Turning novel ideas into profits will require experimentation, a tolerance for risk and a high valuation of learning even at the expense of some failure. How will business leaders manage these trade-offs and the inherent tension between the need to optimize current operations and innovate for the future?
In 1999, John Hagel and Marc Singer wrote about "unbundling the corporation." In that article, the authors identified 3 types of businesses, each with distinct economic and cultural imperatives: a customer relationship business, a product innovation business, and an infrastructure business. The premise was that interaction costs (what Clay Shirky might call the cost of coordinated action) determined what activities were kept internal to an organization and what activities external, despite the inherent tension in the 3 business types. The argument asserted that it was now possible, and indeed better, to unbundle these 3 business and form separate but affiliated organizations.
Since the original writing, technology - particularly social media and mobile technology - has brought down costs still further, in many cases rendering traditional notions of the organization are obsolete. Organizations can now be much more open and transparent, porous and networked, and flat and meritocratic.
What does this mean for the 3 types of businesses that Hagel and Singer described? More generally, what does this mean for the inherent tension between the need to optimize and scale current business operations while still innovating and incubating new business ideas to drive tomorrow's growth?

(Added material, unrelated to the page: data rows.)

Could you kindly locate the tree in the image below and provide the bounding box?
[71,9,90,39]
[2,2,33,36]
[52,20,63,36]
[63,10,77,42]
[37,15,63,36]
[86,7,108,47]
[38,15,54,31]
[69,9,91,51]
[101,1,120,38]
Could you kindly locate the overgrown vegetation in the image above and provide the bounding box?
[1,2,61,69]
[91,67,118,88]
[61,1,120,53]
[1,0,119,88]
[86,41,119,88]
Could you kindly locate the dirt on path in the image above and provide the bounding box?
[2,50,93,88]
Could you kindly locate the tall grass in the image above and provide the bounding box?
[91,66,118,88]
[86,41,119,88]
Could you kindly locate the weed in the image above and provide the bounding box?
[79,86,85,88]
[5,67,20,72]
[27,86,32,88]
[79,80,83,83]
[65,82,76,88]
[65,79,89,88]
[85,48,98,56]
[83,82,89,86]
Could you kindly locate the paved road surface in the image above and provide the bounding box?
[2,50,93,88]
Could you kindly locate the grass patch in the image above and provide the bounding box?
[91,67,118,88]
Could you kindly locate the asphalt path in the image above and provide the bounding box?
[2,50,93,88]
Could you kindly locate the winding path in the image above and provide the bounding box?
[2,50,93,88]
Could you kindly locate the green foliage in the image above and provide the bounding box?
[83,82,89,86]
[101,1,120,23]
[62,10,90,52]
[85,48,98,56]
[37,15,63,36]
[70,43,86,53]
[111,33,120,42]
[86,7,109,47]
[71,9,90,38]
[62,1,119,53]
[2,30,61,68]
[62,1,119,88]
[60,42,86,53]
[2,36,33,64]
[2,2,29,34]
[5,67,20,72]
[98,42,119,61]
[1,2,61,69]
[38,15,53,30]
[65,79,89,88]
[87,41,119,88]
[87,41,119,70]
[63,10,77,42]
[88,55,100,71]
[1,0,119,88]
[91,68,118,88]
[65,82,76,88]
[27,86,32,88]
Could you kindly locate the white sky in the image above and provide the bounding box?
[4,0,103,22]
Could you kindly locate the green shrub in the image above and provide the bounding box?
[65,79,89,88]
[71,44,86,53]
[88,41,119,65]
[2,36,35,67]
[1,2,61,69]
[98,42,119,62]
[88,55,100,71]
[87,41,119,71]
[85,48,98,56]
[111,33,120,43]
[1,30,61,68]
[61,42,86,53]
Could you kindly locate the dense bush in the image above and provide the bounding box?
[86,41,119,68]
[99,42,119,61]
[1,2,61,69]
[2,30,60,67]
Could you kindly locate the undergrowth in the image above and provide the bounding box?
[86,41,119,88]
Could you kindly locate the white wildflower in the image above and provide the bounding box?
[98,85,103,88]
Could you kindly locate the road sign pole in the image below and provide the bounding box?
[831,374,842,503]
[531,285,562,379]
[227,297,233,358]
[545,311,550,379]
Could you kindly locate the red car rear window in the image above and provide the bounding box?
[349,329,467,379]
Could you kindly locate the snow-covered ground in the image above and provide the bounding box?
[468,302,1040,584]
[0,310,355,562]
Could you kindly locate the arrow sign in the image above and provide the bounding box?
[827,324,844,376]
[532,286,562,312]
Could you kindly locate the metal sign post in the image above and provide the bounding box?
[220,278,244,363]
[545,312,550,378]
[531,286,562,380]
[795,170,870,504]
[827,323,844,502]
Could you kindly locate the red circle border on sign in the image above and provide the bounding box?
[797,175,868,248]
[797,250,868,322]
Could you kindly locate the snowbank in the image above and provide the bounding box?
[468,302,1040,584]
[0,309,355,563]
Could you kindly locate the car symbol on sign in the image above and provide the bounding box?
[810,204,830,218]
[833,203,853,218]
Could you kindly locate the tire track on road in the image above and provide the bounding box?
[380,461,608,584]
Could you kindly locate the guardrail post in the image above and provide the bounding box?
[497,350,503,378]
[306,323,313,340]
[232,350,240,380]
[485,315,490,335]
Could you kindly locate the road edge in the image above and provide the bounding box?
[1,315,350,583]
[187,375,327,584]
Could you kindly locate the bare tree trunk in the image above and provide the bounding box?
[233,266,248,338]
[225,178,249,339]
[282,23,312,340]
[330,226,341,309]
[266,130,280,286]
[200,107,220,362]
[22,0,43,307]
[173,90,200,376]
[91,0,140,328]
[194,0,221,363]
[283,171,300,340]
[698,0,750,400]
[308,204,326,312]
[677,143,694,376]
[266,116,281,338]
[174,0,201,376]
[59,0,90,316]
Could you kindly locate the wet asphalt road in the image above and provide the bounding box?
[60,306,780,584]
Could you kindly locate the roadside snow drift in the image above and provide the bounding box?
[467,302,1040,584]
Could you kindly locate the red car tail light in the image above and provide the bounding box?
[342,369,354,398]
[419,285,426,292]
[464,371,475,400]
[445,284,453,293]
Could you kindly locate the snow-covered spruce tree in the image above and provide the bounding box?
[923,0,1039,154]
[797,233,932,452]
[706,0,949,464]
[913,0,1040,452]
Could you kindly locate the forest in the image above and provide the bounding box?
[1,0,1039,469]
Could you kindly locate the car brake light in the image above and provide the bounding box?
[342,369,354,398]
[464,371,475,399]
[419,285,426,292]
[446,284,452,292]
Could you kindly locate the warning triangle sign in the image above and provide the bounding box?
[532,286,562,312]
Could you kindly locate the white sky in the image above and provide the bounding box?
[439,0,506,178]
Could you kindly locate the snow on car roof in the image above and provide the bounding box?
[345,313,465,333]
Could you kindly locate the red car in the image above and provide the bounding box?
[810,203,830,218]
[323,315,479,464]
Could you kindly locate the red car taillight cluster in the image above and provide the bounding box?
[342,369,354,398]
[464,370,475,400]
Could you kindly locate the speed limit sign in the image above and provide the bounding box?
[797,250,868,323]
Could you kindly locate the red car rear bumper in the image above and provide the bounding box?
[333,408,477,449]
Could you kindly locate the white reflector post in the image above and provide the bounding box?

Traditional management evolved for the industrial era - to coordinate train arrivals and organize factories. It values productivity and predicability, but more is required of management to compete in this new era. The world is changing too quickly, spurred on by technological advancement and social trends. Too much focus on optimization can lead to an impairing attachment to the status quo.
Firms have to operate with the active detachment of a Buddhist monk - running the current business to realize a return on investments while still exploring and experimenting with new businesses, even ones that could cannibalize existing revenues. If a firm is not ready to disrupt itself, another outside firm will be. Kaizen is only incremental change, but the new era calls for pioneering change.
Similar to what Hagel and Singer described, there is a tension between the economic and cultural imperatives of optimizing for today and innovating for tomorrow. How do managers balance the two? How can they overcome the organizational inertia that stubbornly resists change? Do firms need to be "unbundled" further for investing in future growth? What changes need to be made to organization design and incentive structures to allow both innovation and optimization to co-exist at the same company? Can managers be a champion of both or do they have to choose a path? How should firms set priorities between the two sets of imperatives, and what are the implications for budgets and planning?
Koday went bankrupt after over 130 years, but not because the company failed to innovate. It owned over 1,000 digital imaging patents, part of a portfolio valued in the billions of dollars, but the company failed to realize any commercial gains from its innovations. The company was too focused on trying to save its film business.
Xerox PARC is legendary for producing all sorts of valuable technologes, including Ethernet and the graphical user interface, but Xerox never captured any of their commercial value (among others, Apple did!). The company was too focused on copiers.
In an environment of great uncertainty and accelerating change, innovation commercialization - turning good, novel ideas into real profits - is essential to growth and continued relevance.
To quote Tamara St. Claire from PARC in a December 2011 MIT Technology Review article, "You learn early on that execution is often the hard part—execution and timing . . . You almost have to be as innovative in the commercialization—especially when you have game-changing technologies—as on the technology side."
Sometimes that means tossing out the old ways of doing business and replacing them with something new.